Enforce one-way imports: seams must never import back into tasks.py. Seam↔seam imports (e.g. materialization↔outline) are fine across separate files.

5. Test-coverage baseline (informs D2)

~72 core tests across 9 files (notably test_tasks.py 1054 LOC, test_tasks_canonical_cleanup.py 863 LOC, test_tasks_helpers.py 602 LOC).
Strong: parsing-validation helpers, finalize-validation. Weak: command-registration contract (1 help assertion), dependency readiness, package-materialization error paths.
No golden CLI contract test pinning command names / flags / exit codes / --json envelope. This is the single biggest refactor risk and the reason for D2.
New test work estimate: ~410 LOC (golden CLI ~150, protected-primary routing ~100, materialization errors ~80, readiness ~50, isolated parser ~30).

Open questions / risks feeding `/spec-kitty.plan`

1. R1 (commit-routing behavior change): Adopting commit_for_mission changes the protected-primary error message text on the 3 tails.
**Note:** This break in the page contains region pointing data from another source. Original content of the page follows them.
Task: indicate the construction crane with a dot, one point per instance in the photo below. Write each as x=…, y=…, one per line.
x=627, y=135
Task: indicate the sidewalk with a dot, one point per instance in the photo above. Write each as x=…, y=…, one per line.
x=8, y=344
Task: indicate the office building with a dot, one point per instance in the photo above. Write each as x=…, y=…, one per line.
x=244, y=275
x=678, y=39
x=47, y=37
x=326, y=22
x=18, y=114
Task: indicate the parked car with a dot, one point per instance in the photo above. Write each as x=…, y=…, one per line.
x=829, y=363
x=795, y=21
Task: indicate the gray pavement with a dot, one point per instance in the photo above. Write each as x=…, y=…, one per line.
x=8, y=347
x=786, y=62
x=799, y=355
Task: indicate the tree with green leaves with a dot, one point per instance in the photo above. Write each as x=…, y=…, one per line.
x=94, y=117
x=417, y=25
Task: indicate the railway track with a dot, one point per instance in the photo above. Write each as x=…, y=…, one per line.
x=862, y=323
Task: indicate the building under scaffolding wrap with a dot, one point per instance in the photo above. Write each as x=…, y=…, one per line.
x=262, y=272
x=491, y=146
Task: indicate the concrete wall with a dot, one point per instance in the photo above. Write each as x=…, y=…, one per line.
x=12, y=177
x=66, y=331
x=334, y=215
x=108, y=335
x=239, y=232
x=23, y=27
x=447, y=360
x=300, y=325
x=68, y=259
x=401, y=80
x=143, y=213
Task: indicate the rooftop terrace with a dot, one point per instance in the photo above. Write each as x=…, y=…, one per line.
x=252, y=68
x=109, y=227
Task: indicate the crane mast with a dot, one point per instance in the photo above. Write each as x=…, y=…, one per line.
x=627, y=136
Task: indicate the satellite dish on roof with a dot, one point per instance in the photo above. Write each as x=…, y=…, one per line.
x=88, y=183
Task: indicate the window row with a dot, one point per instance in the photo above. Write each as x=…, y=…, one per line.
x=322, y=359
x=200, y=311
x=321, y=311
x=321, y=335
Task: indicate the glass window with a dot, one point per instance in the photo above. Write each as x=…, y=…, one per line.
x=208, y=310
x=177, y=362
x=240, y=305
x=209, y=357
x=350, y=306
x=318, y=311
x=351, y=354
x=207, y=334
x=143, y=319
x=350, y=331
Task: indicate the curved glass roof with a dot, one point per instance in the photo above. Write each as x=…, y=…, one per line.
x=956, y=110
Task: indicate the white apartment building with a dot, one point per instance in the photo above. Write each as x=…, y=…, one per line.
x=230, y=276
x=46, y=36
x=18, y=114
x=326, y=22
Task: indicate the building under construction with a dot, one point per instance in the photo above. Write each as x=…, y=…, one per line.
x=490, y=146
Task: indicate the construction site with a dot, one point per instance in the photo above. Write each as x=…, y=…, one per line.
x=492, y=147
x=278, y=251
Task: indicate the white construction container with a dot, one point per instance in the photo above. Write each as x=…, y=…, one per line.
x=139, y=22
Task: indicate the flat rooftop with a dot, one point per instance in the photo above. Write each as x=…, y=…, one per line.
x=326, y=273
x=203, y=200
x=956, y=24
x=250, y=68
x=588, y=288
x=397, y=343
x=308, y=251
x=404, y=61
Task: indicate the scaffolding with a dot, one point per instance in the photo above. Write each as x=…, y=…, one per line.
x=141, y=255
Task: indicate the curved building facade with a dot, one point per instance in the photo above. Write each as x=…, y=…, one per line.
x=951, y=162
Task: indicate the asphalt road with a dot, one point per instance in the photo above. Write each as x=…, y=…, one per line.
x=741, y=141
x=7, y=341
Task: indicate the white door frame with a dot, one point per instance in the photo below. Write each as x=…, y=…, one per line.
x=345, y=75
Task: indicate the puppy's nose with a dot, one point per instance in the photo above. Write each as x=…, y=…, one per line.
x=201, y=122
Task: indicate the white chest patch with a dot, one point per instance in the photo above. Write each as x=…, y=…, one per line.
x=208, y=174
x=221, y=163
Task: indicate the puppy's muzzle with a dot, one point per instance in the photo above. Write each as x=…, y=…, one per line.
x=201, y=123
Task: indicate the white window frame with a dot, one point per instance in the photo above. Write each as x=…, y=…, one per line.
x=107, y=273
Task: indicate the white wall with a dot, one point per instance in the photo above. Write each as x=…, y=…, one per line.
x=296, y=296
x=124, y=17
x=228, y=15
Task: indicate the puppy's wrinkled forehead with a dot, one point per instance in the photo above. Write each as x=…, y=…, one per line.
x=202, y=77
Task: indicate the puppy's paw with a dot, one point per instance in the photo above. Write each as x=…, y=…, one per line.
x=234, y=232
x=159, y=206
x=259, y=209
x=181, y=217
Confirm this intended behavior change is acceptable, and that we update/extend the affected assertions rather than treat them as regressions. (User decision — surfaced below.) 2. R2 (mega-function decomposition): Hitting maxCC ≤ 15 requires internally decomposing move_task (778), status (483), map_requirements (382), _validate_ready_for_review (348), finalize_tasks (218), mark_status (265) — this is more than file-splitting and is the bulk of the effort. Plan must budget for it. 3. R3 (scope size): ~1800 LOC moved + 6 mega-functions decomposed + ~410 LOC new tests + golden-test capture is a large mission. The plan should slice this into independently-mergeable WPs (likely one per seam + one for the commit-routing fix + one for golden-test capture), respecting dependency order. 4. R4 (_planning_commit_worktree shared helper): tail 3 imports it from mission.py. If commit_for_mission fully internalizes worktree resolution, confirm mission.py's own use is unaffected (out of scope to change mission.py here). 5. R5 (golden-test framework): Decide capture mechanism (inline snapshots vs pytest-snapshot) — no snapshot dependency exists in the suite today.